The G101 class was a class of four large torpedo boats (sometimes rated as destroyers) that were ordered for the Argentine Navy from the German shipyard Germaniawerft in 1912. They were still building on the outbreak of the First World War in August 1914 when they were seized on behalf of the Kaiserliche Marine (Imperial German Navy). All four ships completed in 1915 and serving through the rest of the war, with three ships present at the Battle of Jutland in 1916. Three ships were scuttled at Scapa Flow in 1919 and one sunk as a target by American aircraft in 1921.

==Design==
In 1910, the Argentine Navy placed orders for twelve large destroyers with the orders split between the British shipyard Cammell Laird (four ships), the French shipyard Ateliers et Chantiers de Bretagne (four ships) and the German shipyards Germaniawerft and Schichau-Werke (two each). The four German-built ships were completed in 1912 and delivered that year, but the four British-built ships were purchased by Greece in October 1912 because of the First Balkan War, becoming the Aetos class. To replace these four ships, Argentina ordered four more ships from Germaniawerft in 1912. The outbreak of the First World War led to the four ships, which had not yet been launched, being seized by Germany on 6 August 1914 and being completed for the Kaiserliche Marine. The four French-built ships were also still building on the outbreak of the First World War and served with the French Navy as the .

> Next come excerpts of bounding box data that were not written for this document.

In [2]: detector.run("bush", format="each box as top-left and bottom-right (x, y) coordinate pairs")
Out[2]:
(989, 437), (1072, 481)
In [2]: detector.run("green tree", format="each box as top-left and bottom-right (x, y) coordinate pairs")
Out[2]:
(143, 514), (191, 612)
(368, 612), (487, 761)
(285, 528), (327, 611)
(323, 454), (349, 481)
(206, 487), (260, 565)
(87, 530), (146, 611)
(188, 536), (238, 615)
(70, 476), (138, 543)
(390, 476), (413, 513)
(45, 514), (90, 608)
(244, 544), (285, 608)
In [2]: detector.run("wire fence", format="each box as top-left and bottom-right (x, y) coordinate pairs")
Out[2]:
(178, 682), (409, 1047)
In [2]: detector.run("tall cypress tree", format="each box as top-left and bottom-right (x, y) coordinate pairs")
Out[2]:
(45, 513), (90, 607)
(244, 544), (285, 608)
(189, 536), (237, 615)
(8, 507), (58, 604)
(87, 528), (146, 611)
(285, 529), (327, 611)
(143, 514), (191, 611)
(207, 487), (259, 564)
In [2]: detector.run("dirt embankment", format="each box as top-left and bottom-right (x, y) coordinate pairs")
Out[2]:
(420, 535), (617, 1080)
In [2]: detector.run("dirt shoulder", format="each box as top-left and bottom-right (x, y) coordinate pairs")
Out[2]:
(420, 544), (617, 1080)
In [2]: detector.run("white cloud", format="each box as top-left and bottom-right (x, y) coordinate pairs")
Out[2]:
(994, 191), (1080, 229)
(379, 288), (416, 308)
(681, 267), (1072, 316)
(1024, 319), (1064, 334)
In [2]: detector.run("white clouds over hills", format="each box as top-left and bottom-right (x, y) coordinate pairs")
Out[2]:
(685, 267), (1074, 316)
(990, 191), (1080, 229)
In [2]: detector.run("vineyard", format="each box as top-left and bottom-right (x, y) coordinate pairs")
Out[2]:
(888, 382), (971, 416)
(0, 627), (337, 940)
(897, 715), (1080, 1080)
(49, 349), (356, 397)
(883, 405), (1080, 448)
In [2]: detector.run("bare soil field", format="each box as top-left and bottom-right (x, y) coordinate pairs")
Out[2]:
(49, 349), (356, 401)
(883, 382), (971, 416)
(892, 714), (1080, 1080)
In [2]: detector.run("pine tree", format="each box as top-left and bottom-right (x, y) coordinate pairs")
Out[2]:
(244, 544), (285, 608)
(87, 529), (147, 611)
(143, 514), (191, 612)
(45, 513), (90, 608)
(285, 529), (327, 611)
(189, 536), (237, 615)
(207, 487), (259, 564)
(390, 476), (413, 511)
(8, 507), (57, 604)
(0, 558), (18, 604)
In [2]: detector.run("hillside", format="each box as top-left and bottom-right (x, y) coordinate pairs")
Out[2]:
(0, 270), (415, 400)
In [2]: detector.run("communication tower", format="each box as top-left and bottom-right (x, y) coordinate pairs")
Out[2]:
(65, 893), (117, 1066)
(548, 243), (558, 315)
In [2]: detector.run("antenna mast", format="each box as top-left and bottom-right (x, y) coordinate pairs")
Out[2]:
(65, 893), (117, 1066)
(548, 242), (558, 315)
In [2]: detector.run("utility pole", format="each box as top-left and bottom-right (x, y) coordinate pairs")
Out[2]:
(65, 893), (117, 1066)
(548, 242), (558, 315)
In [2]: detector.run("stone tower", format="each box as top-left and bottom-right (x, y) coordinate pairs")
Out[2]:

The four new ships were 95.3 m long overall and 94.0 m between perpendiculars, with a beam of 9.47 m and a draught of 3.84 m. They displaced 1116 t normal and 1734 t full load. Three boilers fed steam to two sets of steam turbines rated at 28000 shp to give a speed of 33.5 kn. It was originally planned to fit the ships with two cruising diesel engines rated at 1800 PS, but these ended up not being fitted. The ships had three funnels. 500 t of oil was carried, giving a range of 2420 nmi at 20 kn.

The Argentines planned to arm the ships with four 4 in guns supplied by the American Bethlehem Steel and 21 in torpedo tubes, but they were completed with four 8.8 cm SK L/45 naval guns in four single mounts. These guns could fire a 9 kg high explosive shell a distance of 11790 m at a rate of 15 rounds per minute. 120 rounds per gun were carried. Six 50 cm torpedo tubes were fitted, and 24 mines could be carried. These ships had a crew of 104 officers and ratings.

==Ships==

| Vessel | Launched | Completed | Fate |
|---|---|---|---|
| SMS G101 | 12 August 1914 | 4 March 1915 | ex Santiago; Interned, Scapa Flow, 22 November 1918; scuttled 21 June 1919. |
| SMS G102 | 16 September 1914 | 8 April 1915 | ex San Luis; Interned, Scapa Flow, 22 November 1918; beached while attempting to scuttle, 21 Jun 1919; to United States, 1920; sunk as aircraft target, 13 July 1921 off Cape Henry. |
| SMS G103 | 14 November 1914 | 15 May 1915 | ex Santa Fé; Interned, Scapa Flow, 22 November 1918; scuttled 21 June 1919. |
| SMS G104 | 28 November 1914 | 5 June 1915 | ex Tucuman; Interned, Scapa Flow, 22 November 1918; scuttled 21 June 1919 |

==Service==
The four ships were all completed in 1915, forming the 2nd Torpedo Boat Flotilla along with the other large torpedo boats of the . The G102s were slower than the B97s and as a result often operated separately. While they were officially designated as torpedo boats, as the G102 class and B97 class were significantly larger than the existing torpedo craft of the German Navy, they were known as destroyers (Zerstörer) rather than torpedo boats. All four ships were present at the Battle of Jutland. Three ships of the class took part in the destruction of a convoy running between Norway and England on 11 December 1917.

All four ships of the class survived the war and were interned at Scapa Flow, along with most of the rest of the High Seas Fleet on 22 November 1918. On 21 June 1919, the German Fleet at Scapa Flow was scuttled. While G101, G103 and G104 sank, G102 ran aground during the attempt and was sunk as a target by aircraft of the US Navy in 1921.